Wrapping Up: Making Sense of Medical Billing Authorizations
Mastering authorization in medical billing is key to maintaining smooth operations, reducing denials, and ensuring steady cash flow. From verifying coverage to tracking approvals, the medical billing authorization process involves a series of detailed steps that directly impact reimbursements, which can make or break your reimbursement rates.
With QPP MIPS by your side, managing authorization doesn’t have to be overwhelming.
Fill out our contact form today for a free consultation on how we can simplify the authorization process, making it even easier, faster, and more dependable.
FAQ’s Of Authorization in Medical Billing
What is authorization in medical billing?
Authorization in medical billing is the process of getting approval from a health insurance provider before delivering certain medical services or treatments. It ensures the service is covered and prevents claim denials.
What are the types of authorization in medical billing?

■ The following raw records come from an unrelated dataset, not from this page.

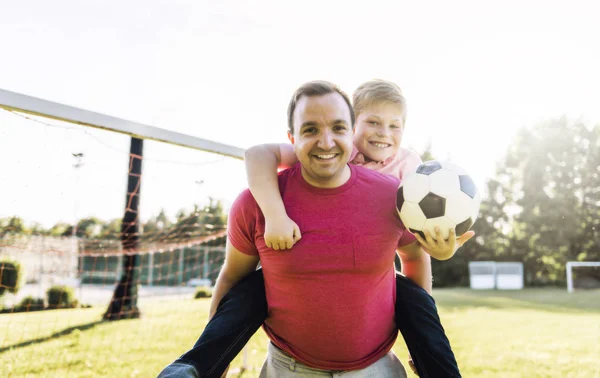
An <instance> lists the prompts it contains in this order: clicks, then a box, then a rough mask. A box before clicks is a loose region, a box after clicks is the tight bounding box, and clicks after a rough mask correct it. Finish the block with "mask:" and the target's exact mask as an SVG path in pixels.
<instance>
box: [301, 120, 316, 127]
mask: <svg viewBox="0 0 600 378" xmlns="http://www.w3.org/2000/svg"><path fill="white" fill-rule="evenodd" d="M314 126H317V123H316V122H315V121H306V122H304V123H303V124H302V125H301V126H300V128H303V127H314Z"/></svg>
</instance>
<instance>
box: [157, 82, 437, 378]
mask: <svg viewBox="0 0 600 378" xmlns="http://www.w3.org/2000/svg"><path fill="white" fill-rule="evenodd" d="M288 115H289V122H290V125H289V126H290V130H291V131H290V132H288V136H289V139H290V141H291V143H292V144H293V146H294V149H295V153H296V155H297V157H298V160H299V161H300V163H299V164H297V165H296V166H294V167H292V168H290V169H288V170H286V171H284V172H282V173H281V174H280V175H279V187H280V190H281V193H282V198H283V201H284V203H285V206H286V210H287V212H288V214H290V216H291V217H292V218H293V219H295V220H296V222H297V223H298V225H299V226H300V227H301V229H303V238H302V239H301V240H300V241H299V242H298V243H297V244H296V245H295V246H294V247H293V248H292V249H291V250H290V251H288V252H280V251H275V250H272V249H270V248H268V247H267V246H266V244H265V242H264V238H263V235H264V217H263V215H262V213H261V211H260V209H259V207H258V205H257V204H256V201H255V200H254V198H253V197H252V195H251V194H250V192H249V191H248V190H246V191H244V192H243V193H242V194H241V195H240V196H239V197H238V198H237V199H236V201H235V203H234V205H233V206H232V209H231V211H230V214H229V227H228V240H227V247H226V259H225V263H224V265H223V268H222V270H221V273H220V275H219V278H218V279H217V283H216V286H215V290H214V293H213V298H212V302H211V311H210V316H211V317H212V316H213V315H214V314H215V312H216V310H217V306H220V305H222V303H221V299H223V297H224V296H225V295H226V294H227V293H228V291H229V290H230V289H231V288H232V287H234V285H236V284H237V283H238V282H240V281H241V280H242V279H244V278H245V277H247V276H249V275H251V273H252V272H254V271H255V269H256V267H257V265H258V262H259V261H260V262H261V265H262V267H263V274H264V287H265V290H266V298H267V302H268V317H267V319H266V321H265V324H264V329H265V331H266V333H267V335H268V336H269V338H270V340H271V344H270V346H269V353H268V356H267V360H266V362H265V364H264V366H263V369H262V372H261V377H306V376H327V375H329V376H331V375H332V374H334V373H336V372H344V376H346V377H364V376H376V377H399V376H405V375H406V373H405V370H404V368H403V367H402V364H401V363H400V361H399V360H398V359H397V358H396V357H395V356H394V355H393V354H392V353H391V352H389V351H390V349H391V347H392V346H393V344H394V342H395V340H396V337H397V329H396V325H395V323H394V301H395V288H396V286H395V272H394V269H393V262H394V256H395V251H396V249H398V252H399V253H400V256H401V259H402V260H403V262H406V265H407V266H408V265H410V262H411V261H421V260H425V261H427V264H421V266H422V268H423V269H424V272H421V273H422V274H425V275H429V277H430V270H429V264H428V262H429V260H428V256H427V255H426V254H425V252H424V251H422V250H421V247H420V245H419V243H418V242H416V241H415V239H414V237H413V236H412V235H411V234H410V233H408V232H407V231H405V229H404V227H403V225H402V223H401V222H400V220H399V218H398V215H397V212H396V210H395V206H394V203H395V195H396V188H397V187H398V183H399V181H398V179H395V178H392V177H391V176H384V175H382V174H379V173H377V172H373V171H369V170H367V169H364V168H362V167H354V166H349V165H348V164H347V163H348V161H349V158H350V154H351V152H352V135H353V126H354V114H353V110H352V107H351V105H350V101H349V100H348V97H347V96H346V95H345V94H344V93H343V92H342V91H341V90H339V88H337V87H336V86H335V85H333V84H331V83H327V82H309V83H307V84H305V85H303V86H302V87H300V88H299V89H298V90H297V91H296V93H295V94H294V96H293V98H292V101H291V102H290V106H289V109H288ZM251 276H252V275H251ZM236 287H237V286H236ZM220 303H221V304H220ZM258 307H259V308H260V304H259V305H258ZM207 328H208V327H207ZM184 356H185V355H184ZM182 362H185V358H184V359H182ZM168 369H169V367H168V368H167V369H165V371H163V373H161V376H162V377H169V376H183V375H169V374H168V372H167V370H168ZM207 375H210V372H207ZM189 376H195V375H189Z"/></svg>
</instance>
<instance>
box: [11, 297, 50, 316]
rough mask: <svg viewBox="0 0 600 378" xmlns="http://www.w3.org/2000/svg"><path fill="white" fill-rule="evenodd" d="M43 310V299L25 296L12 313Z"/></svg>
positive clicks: (43, 306)
mask: <svg viewBox="0 0 600 378" xmlns="http://www.w3.org/2000/svg"><path fill="white" fill-rule="evenodd" d="M43 309H44V298H34V297H32V296H27V297H25V298H23V299H22V300H21V302H20V303H19V304H18V305H17V306H16V307H15V309H14V312H29V311H40V310H43Z"/></svg>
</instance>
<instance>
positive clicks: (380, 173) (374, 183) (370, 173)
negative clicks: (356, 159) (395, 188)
mask: <svg viewBox="0 0 600 378" xmlns="http://www.w3.org/2000/svg"><path fill="white" fill-rule="evenodd" d="M353 168H354V169H355V171H356V173H357V174H358V177H359V178H361V179H362V180H360V182H361V183H363V185H368V186H383V187H386V186H391V187H394V188H397V187H398V185H399V184H400V179H399V178H398V177H396V176H392V175H388V174H384V173H380V172H377V171H375V170H373V169H368V168H365V167H362V166H358V165H355V166H354V167H353Z"/></svg>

- Prior Authorization: Approval needed before services
- Concurrent Authorization: Ongoing approval during extended treatments
- Retrospective Authorization: Approval after emergency services
- Step Therapy Authorization: Required when trying cheaper options first
- Referral Authorization: Needed for specialist visits
What is the authorization process in medical billing?
Providers verify insurance coverage, gather medical documentation, submit the request to the insurance company, receive approval or denial, and track expiration dates for approved authorizations.
What is authorization in claims?
It’s the pre-approved permission number included in claim submissions that proves the service was authorized and should be covered by insurance.
Why is authorization required?
Authorization controls healthcare costs, verifies medical necessity, prevents fraud, protects patients from surprise bills, and helps manage healthcare resources efficiently.